Rejecting the recommendation of its own special nominating committee, the 178th United Presbyterian General Assembly elected Wichita lawyer William Phelps Thompson to succeed Eugene Carson Blake as stated clerk.

The 47-year-old Thompson, who has just completed a year as assembly moderator, is an experienced ecumenist who proposes to treat the wounds suffered by the denomination during its recent doctrinal tempest (see story, page 44). As one of the few laymen ever named to head a major ecclesiastical bureaucracy, he hopes to see resolved an “incipient polarization between clergy and laymen.”

Thompson was elected to a five-year term to the post made famous by Blake, who is leaving July 1 to head the World Council of Churches. The assembly refused pleas to limit the powers or term of office of the stated clerk. Blake’s take a large manner had prompted many to accuse him of reading too much into that part of the stated clerk’s job description that gives him responsibility for “all other matters for which provision is not expressly made.”

Thompson, whose salary will be $25,500 per year, was elected by a 502–302 vote over Dr. John W. Meister, pastor of the First Presbyterian Church of Fort Wayne, Indiana. Meister had been nominated by a twenty-three-member, geographically representative committee elected by the assembly. A pre-assembly committee had reportedly brought in the names of Thompson and Dr. Arthur R. McKay, president of McCormick Theological Seminary, Chicago.

“I covet your help and your prayers as the servant of this assembly,” Thompson said in a brief acceptance speech. Later at a news conference be promised to be a social activist in the tradition of his predecessor. Lethargy, he declared, is the biggest problem facing the churches today.

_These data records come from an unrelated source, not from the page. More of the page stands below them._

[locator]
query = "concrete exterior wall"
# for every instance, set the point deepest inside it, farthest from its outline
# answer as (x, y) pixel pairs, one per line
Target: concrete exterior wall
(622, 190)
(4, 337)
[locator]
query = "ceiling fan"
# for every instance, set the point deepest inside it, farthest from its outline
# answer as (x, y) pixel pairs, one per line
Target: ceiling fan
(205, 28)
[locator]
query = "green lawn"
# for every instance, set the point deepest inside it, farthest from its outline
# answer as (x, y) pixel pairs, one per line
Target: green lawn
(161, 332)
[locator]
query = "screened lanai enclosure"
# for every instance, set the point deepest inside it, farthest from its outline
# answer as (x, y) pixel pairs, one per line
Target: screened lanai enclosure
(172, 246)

Thompson’s successor as moderator was Dr. Ganse Little, pastor of Pasadena (California) Presbyterian Church, where Blake served before becoming stated clerk. Little defeated Dr. John Calvin Reid of Pittsburgh by a vote of 431 to 241 on the second ballot. The new moderator is 61 years old and serves as vice president of San Francisco Theological Seminary.

Thompson was born in Beloit, Kansas, attended public schools in Kansas and Oklahoma, then studied at Bethel College and McPherson College, both in Kansas. He got his law degree from the University of Chicago.

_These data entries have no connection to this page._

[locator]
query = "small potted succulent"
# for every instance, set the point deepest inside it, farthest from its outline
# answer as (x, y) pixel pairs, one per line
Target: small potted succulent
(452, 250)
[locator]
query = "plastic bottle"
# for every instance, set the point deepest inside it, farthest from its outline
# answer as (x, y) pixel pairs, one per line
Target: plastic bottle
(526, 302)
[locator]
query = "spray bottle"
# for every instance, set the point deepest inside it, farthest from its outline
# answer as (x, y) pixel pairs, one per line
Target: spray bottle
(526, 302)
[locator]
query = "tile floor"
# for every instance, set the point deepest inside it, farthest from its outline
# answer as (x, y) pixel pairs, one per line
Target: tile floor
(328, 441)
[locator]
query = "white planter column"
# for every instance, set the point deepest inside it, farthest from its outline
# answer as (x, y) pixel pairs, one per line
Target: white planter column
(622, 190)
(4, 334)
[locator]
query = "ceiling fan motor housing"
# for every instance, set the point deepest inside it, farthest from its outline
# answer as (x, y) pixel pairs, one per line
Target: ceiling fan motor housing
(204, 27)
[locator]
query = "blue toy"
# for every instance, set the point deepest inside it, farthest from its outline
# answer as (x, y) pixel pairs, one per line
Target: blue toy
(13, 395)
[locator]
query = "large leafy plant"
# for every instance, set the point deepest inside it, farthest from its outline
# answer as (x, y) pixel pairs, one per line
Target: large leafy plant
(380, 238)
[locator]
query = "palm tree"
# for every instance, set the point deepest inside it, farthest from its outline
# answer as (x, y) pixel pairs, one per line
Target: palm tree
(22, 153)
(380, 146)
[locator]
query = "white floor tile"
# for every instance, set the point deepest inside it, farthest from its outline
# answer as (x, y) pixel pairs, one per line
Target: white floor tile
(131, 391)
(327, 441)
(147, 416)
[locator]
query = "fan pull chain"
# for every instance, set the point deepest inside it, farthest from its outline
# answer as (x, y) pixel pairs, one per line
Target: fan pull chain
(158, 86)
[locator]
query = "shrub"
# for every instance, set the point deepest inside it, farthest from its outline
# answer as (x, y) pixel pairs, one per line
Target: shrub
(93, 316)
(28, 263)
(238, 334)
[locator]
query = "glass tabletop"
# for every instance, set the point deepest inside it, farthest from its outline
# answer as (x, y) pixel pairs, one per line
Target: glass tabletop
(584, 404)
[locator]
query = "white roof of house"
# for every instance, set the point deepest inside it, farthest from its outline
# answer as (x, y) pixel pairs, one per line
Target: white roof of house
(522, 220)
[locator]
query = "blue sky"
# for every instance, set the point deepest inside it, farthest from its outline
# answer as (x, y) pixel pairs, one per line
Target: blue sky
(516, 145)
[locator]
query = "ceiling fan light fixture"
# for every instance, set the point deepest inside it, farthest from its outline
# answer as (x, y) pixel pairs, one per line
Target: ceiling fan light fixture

While in military service, Thompson served as an assistant prosecutor in the International Military Tribunal for the Far East.

He is a life-long Presbyterian, currently a member of First Presbyterian Church in Wichita. He has been active in the leadership of the local council of churches for more than a decade. In 1956 he was given an ecumenical award by the state council of churches.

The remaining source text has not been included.